Anggi dan ibunya terkejut, “maaf ya Mas Bupati, atas omongan anak saya yang begitu,” kata Marpuah “Ndak papa kok Bu, anaknya hebat. Saya sebenarnya mau datang ke sekolah dek Anggi, malah Tuhan mempertemukan kita di sini. Dengar-dengar Anggi juga suka membatik ya?” “Iya Mas Bup. Anggi suka membatik,” kini Anggi nampak malu-malu menjawab. “Kok Anggi jadi malu-malu jawabnya?” Tanya Erlangga menggoda Anggi. “Abisnya kata temen Anggi, Bupati kita guanteng banget.

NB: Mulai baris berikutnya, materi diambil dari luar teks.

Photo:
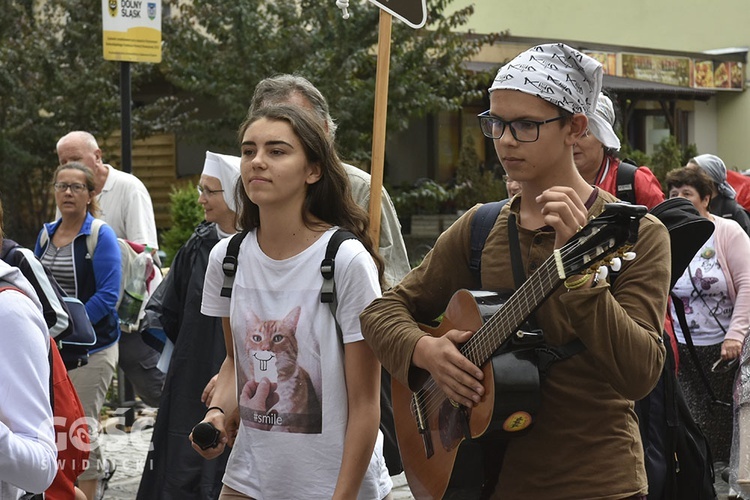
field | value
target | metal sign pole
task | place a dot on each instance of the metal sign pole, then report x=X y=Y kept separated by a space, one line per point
x=126 y=162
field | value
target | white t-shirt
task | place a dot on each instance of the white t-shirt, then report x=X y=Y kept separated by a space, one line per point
x=705 y=297
x=284 y=333
x=126 y=206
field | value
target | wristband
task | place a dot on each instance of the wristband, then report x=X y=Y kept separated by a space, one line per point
x=214 y=408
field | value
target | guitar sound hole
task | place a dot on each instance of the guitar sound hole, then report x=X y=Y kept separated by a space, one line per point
x=453 y=424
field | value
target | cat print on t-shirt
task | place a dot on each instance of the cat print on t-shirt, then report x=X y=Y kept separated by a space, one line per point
x=271 y=350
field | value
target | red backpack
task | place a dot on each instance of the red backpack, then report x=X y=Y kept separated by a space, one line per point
x=71 y=431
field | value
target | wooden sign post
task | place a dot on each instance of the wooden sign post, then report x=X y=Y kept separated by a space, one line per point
x=413 y=13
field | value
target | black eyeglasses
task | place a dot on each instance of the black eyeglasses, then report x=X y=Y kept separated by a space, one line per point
x=208 y=192
x=75 y=188
x=522 y=130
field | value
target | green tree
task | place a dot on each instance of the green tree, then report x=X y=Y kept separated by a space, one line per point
x=53 y=79
x=186 y=213
x=217 y=51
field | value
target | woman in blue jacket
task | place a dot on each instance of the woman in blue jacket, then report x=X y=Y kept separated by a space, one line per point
x=95 y=281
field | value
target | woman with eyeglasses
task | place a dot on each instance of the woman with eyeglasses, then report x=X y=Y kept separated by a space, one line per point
x=95 y=280
x=173 y=469
x=715 y=292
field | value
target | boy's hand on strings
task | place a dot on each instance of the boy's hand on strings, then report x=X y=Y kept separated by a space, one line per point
x=564 y=211
x=455 y=375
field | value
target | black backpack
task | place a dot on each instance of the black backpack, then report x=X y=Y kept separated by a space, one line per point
x=677 y=456
x=328 y=295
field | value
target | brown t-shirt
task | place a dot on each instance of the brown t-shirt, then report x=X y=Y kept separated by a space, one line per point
x=585 y=443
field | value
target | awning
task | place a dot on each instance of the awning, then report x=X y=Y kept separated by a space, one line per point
x=652 y=90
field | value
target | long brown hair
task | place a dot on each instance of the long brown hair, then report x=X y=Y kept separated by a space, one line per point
x=330 y=199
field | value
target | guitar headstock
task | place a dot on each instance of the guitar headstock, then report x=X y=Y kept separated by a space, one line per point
x=614 y=231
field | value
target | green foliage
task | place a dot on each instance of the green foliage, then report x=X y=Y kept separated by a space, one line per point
x=186 y=214
x=53 y=79
x=475 y=184
x=670 y=155
x=425 y=197
x=248 y=40
x=635 y=156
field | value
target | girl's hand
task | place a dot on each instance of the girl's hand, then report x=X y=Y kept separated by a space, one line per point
x=217 y=418
x=208 y=391
x=730 y=349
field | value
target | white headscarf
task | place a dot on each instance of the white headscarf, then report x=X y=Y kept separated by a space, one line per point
x=601 y=123
x=715 y=168
x=226 y=168
x=556 y=73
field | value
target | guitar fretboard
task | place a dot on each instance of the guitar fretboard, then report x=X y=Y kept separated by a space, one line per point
x=513 y=314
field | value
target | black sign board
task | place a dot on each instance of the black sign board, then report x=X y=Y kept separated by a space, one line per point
x=412 y=12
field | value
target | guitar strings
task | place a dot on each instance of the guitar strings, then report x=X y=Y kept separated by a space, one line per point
x=430 y=398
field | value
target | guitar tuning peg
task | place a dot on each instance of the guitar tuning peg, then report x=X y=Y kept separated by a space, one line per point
x=616 y=264
x=602 y=273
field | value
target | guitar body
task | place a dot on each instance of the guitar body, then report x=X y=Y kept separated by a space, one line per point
x=441 y=443
x=445 y=457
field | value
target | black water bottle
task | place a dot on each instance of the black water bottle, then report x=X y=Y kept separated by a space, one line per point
x=206 y=436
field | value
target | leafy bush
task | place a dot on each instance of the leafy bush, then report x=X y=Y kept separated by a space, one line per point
x=425 y=197
x=186 y=214
x=475 y=184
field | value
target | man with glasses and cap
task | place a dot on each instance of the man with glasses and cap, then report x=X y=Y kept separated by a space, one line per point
x=585 y=441
x=126 y=207
x=595 y=156
x=723 y=199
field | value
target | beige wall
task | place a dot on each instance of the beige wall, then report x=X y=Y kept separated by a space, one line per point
x=679 y=25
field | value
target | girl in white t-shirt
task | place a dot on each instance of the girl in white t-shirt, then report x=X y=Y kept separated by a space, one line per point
x=304 y=405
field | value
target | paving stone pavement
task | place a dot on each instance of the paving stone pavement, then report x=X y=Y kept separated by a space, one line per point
x=128 y=452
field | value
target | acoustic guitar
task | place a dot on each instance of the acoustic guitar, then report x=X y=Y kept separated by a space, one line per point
x=440 y=441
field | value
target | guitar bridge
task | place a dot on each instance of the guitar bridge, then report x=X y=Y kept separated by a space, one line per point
x=422 y=425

Anggi tuh pengen banget ketemu Mas Bup.” Anggi menunduk malu dengan pipi yang merah. “Sekarang kan udah ketemu, gimana Mas Erlangga ganteng nggak?” Goda Erlangga sambil memegang pipi Anggi yang bulat dan memerah itu. “Gimana ya Mas, ganteng sih ganteng. Tapi Mas kalah ganteng dengan Taehyung.” Balas Anggi menohok. “Ya deh, emang kamu tau Taehyung siapa?” Tanya Erlangga. Anggi menggeleng. sontak semua orang yang ada disana tertawa. “Anggi, Anggi kamu itu lo…. Pasti kata temen lagi” Erlangga mengacak-acak rambut Anggi. Anggi hanya mengangguk. “Anggi jauh-jauh ke Tuban mau apa?” “Mau beli sepeda.” “Gimana kalau Mas belikan sepeda?” “Beneran?” Erlangga mengangguk. Anggi langsung memeluk Erlangga dengan girang. “Makasih Mas Bupati,” kata Marpuah. “Minggu depan saya hubungi ya Bu, nomor HPnya boleh diberikan ke ajudan saya.” Setelah itu Erlangga dan yang lain pamit undur diri. “Sampai jumpa adik kecil, jangan lupa bawa batik buatan Anggi ya besok. Mas pengen lihat.” “iya Mas Erlangga, dadah!”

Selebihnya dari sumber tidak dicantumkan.